Taylor v. State

420 S.E.2d 750 | Ga. | 1992

Hunt, Justice.

Lamonte Taylor, a/k/a Malik, was convicted of malice murder in Gwinnett County. The jury did not recommend the death penalty, and Taylor was sentenced to life in prison.1 He appeals; we affirm.

Defendant, Lamonte Taylor, and co-defendant, Wayne Swinton, waited in an office parking deck for the owner of either of two new *430cars to approach in order to steal one of the cars. When the victim, Raymond McMahon, appeared, the defendants abducted him in his car and eventually gagged him and beat him to death with the butt of a shotgun. Two days later, they set the car on fire and abandoned it, but the police were able to obtain Taylor’s fingerprints. He was arrested and admitted abducting the victim and stealing the car, but not killing McMahon, whom he claimed was beaten by Swinton. Other witnesses testified they heard Taylor say he had killed a man for his car.

Decided October 2, 1992. Melodie L. Snell, for appellant.

1. Taylor contends the evidence is insufficient to support his conviction because the two witnesses who testified they overheard Taylor admit he killed someone were both impeached. Credibility is an issue for the jury, Booker v. State, 257 Ga. 37, 38 (354 SE2d 425) (1987), and the evidence is sufficient to support a finding that Taylor was, at least, a party to the crime. OCGA § 16-2-20. Having reviewed the evidence in the light most favorable to the jury’s determination, we conclude that a rational trier of fact could have found the defendant guilty of malice murder beyond a reasonable doubt. Jackson v. Virginia, 443 U. S. 307 (99 SC 2781, 61 LE2d 560) (1979); Crawford v.

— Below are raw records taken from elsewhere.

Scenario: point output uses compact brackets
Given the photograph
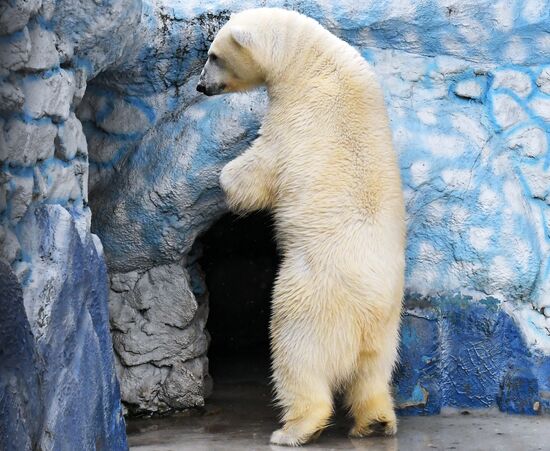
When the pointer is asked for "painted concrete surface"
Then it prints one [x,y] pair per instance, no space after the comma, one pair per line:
[238,417]
[467,89]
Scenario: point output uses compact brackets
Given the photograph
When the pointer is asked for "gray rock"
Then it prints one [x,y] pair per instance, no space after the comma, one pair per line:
[151,322]
[543,81]
[70,139]
[64,180]
[15,15]
[49,95]
[11,97]
[9,246]
[26,143]
[43,52]
[15,51]
[19,195]
[159,338]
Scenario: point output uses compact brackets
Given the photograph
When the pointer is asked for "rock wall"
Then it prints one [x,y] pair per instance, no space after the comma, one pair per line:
[58,387]
[466,85]
[100,98]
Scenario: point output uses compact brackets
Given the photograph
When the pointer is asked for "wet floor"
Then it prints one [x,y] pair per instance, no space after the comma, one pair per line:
[239,417]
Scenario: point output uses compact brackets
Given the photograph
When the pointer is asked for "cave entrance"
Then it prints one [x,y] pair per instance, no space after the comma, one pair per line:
[240,262]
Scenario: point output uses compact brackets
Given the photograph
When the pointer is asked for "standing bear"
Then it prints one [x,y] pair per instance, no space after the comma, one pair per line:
[324,165]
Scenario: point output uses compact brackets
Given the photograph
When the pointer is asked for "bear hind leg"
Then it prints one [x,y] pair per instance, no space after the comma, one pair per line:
[306,414]
[369,397]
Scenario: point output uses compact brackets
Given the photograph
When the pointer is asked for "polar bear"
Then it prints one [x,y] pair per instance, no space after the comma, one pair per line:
[324,165]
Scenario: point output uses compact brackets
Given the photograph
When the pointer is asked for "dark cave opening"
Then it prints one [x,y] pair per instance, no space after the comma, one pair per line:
[240,262]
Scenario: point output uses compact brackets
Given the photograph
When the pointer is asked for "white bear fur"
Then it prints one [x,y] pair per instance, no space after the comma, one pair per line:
[324,165]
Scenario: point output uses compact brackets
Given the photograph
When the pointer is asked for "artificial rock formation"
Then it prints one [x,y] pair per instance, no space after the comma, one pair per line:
[98,105]
[58,387]
[467,91]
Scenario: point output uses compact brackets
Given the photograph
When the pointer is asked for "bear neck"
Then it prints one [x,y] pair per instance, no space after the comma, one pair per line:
[310,57]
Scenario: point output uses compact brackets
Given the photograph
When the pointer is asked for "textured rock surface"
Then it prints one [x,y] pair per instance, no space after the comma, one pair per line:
[467,89]
[58,387]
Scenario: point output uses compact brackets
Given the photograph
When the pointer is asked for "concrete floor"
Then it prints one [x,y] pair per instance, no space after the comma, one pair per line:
[239,417]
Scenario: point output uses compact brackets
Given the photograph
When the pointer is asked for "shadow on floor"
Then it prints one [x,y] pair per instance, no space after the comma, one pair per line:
[239,416]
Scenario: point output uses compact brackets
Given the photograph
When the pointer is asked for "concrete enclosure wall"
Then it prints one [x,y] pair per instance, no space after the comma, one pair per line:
[99,109]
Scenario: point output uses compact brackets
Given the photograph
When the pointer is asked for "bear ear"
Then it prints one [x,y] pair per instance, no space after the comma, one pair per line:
[242,37]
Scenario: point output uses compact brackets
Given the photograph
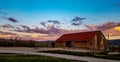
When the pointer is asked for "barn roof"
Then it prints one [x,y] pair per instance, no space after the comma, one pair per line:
[81,36]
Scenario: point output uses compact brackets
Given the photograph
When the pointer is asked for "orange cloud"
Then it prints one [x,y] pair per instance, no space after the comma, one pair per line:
[117,28]
[5,36]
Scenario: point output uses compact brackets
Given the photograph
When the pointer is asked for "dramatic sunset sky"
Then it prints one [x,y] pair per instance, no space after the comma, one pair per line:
[49,19]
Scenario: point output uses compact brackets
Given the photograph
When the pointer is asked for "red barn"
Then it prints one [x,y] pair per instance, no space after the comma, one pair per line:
[94,40]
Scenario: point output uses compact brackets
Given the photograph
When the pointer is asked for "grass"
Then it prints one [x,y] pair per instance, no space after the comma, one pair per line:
[31,58]
[90,54]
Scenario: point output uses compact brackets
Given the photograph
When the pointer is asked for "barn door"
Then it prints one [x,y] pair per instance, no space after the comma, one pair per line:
[68,44]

State, 245 Ga. 89, 90 (263 SE2d 131) (1980).

2. There is no merit to Taylor’s contentions that the grand and traverse juries were improperly impanelled or that the method of establishing the traverse jury was discriminatory.2 Cook v. State, 255 Ga. 565, 573-574 (340 SE2d 843) (1986). Nor do we find that the trial court erred in refusing to find a violation of Batson v. Kentucky, 476 U. S. 79 (106 SC 1712, 90 LE2d 69) (1986). Tharpe v. State, 262 Ga. 110, 112 (416 SE2d 78) (1992).

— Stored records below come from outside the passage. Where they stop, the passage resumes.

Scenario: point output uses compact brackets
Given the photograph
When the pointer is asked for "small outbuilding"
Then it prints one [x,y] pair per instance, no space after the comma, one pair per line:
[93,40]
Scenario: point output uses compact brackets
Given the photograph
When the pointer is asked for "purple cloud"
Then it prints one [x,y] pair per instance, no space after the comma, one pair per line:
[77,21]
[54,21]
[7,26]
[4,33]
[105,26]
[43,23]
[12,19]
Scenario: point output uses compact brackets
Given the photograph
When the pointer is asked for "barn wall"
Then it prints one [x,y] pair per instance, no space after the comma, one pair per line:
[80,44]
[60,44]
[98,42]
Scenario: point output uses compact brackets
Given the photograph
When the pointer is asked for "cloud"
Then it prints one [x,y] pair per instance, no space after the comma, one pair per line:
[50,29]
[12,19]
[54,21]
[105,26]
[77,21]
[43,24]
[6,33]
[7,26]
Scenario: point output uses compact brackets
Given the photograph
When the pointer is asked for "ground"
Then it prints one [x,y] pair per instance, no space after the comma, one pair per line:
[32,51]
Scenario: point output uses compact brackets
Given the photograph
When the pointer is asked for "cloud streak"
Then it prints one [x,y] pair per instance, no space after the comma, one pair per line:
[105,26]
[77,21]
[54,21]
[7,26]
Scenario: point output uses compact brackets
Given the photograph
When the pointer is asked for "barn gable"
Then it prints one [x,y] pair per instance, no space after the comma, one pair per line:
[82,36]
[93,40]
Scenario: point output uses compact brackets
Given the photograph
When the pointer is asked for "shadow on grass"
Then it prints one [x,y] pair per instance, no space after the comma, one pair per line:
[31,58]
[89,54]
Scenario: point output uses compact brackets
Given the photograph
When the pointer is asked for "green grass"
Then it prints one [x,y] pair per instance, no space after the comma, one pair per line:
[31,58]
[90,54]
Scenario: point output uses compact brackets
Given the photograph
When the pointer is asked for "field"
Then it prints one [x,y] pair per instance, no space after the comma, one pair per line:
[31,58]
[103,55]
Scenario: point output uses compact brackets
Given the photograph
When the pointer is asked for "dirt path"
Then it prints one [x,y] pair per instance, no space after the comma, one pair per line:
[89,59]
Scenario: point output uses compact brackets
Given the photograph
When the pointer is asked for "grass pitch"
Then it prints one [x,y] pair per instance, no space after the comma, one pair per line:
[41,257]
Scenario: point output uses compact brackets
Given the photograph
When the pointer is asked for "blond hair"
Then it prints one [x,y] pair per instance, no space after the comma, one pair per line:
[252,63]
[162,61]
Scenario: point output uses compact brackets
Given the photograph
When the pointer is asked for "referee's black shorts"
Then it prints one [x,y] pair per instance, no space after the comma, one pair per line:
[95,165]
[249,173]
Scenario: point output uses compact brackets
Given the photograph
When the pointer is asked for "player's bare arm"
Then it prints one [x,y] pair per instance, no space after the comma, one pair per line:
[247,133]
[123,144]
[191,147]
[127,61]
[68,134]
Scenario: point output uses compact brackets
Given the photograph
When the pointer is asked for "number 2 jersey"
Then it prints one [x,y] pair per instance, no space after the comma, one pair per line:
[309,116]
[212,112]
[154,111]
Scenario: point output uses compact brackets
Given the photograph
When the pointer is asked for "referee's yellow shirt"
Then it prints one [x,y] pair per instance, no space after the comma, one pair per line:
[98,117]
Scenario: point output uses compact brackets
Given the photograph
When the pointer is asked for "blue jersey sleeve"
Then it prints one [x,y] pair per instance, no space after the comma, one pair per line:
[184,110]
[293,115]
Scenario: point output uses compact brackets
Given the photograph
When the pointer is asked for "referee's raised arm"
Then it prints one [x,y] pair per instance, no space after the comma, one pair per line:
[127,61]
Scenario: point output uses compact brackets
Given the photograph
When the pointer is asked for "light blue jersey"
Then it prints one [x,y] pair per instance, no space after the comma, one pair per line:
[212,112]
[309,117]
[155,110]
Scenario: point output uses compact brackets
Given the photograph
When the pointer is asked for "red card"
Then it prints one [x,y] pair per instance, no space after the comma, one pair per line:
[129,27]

3. We have reviewed the defendant’s contentions regarding the denial of his motions for change of venue3 and for a mistrial, his motion to suppress his incriminating statement, and his motion in limine and find no grounds for reversal.

Judgment affirmed.

Clarke, C. J., Bell, P. J., Benham, Fletcher and Sears-Collins, JJ., concur. Thomas C. Lawler III, District Attorney, Debra K. Turner, Assistant District Attorney, Michael J. Bowers, Attorney General, C. A. Benjamin Woolf, Staff Attorney, for appellee.

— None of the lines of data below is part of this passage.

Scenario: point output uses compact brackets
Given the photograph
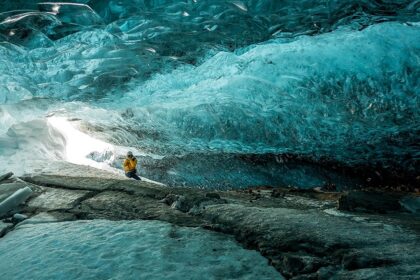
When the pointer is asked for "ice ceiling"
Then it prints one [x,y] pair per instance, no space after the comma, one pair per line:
[223,92]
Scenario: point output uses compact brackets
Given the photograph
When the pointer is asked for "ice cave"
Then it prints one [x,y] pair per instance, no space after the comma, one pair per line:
[273,139]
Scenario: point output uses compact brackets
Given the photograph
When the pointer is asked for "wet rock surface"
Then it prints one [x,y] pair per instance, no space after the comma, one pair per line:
[301,233]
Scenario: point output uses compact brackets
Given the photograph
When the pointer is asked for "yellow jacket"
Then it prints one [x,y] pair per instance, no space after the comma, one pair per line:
[130,164]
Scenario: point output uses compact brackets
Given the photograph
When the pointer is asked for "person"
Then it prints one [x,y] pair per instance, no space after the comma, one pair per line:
[130,164]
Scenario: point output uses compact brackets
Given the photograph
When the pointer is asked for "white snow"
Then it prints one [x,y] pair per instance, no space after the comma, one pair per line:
[101,249]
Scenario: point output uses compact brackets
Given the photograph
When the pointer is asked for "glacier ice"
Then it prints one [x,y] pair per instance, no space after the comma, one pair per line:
[126,250]
[223,81]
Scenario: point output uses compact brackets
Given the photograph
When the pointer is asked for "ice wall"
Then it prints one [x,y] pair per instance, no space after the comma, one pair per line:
[333,81]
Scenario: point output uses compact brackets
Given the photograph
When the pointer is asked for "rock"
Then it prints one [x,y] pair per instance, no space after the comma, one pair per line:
[377,202]
[19,217]
[6,176]
[14,200]
[357,260]
[411,203]
[52,199]
[4,228]
[181,204]
[8,189]
[213,195]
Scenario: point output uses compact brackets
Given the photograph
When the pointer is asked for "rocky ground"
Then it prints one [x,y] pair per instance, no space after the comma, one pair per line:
[304,234]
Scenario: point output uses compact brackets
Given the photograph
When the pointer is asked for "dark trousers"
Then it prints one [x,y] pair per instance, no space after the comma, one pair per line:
[132,174]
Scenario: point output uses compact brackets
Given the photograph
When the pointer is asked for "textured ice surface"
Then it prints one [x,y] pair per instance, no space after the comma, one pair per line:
[126,250]
[197,81]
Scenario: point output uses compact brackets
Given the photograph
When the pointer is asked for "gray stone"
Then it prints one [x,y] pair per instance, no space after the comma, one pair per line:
[6,176]
[19,217]
[377,202]
[52,199]
[8,189]
[13,201]
[4,228]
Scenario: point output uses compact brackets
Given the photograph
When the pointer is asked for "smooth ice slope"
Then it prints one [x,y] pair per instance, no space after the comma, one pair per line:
[126,250]
[205,84]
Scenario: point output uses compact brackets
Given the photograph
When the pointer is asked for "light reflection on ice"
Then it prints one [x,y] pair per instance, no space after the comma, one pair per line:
[79,145]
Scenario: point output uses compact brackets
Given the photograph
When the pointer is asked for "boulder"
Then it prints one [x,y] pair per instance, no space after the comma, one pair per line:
[364,201]
[6,176]
[14,200]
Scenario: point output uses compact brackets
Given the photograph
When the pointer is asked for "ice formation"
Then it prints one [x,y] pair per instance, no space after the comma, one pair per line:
[126,250]
[214,93]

The homicide occurred on October 12, 1990. Taylor was arrested on October 17, indicted on April 2, 1991, and tried on September 16 through September 20, when he was convicted. He filed his motion for new trial on October 31, 1991, which was amended and overruled on January 17, 1992. The trial transcript was certified by the court reporter on November 21, 1991. Taylor filed his notice of appeal on February 13, 1992. The record was docketed in this court on March 10, and submitted for decision on April 24, 1992.

“A defendant has no right to a jury selected from a list which perfectly mirrors the percentage structure of the community. What is required is a list which represents a fair cross section of the community and which is not the product of intentional racial or sexual discrimination.” (Emphasis in original.) Cook v. State, 255 Ga. 565, 573 (340 SE2d 843) (1986).

This case was tried before we adopted the test that the defendant must make a “substantive showing of the likelihood of prejudice by reason of extensive publicity” in Jones v. State, 261 Ga. 665 (2b) (409 SE2d 642) (1991), effective January 16, 1992.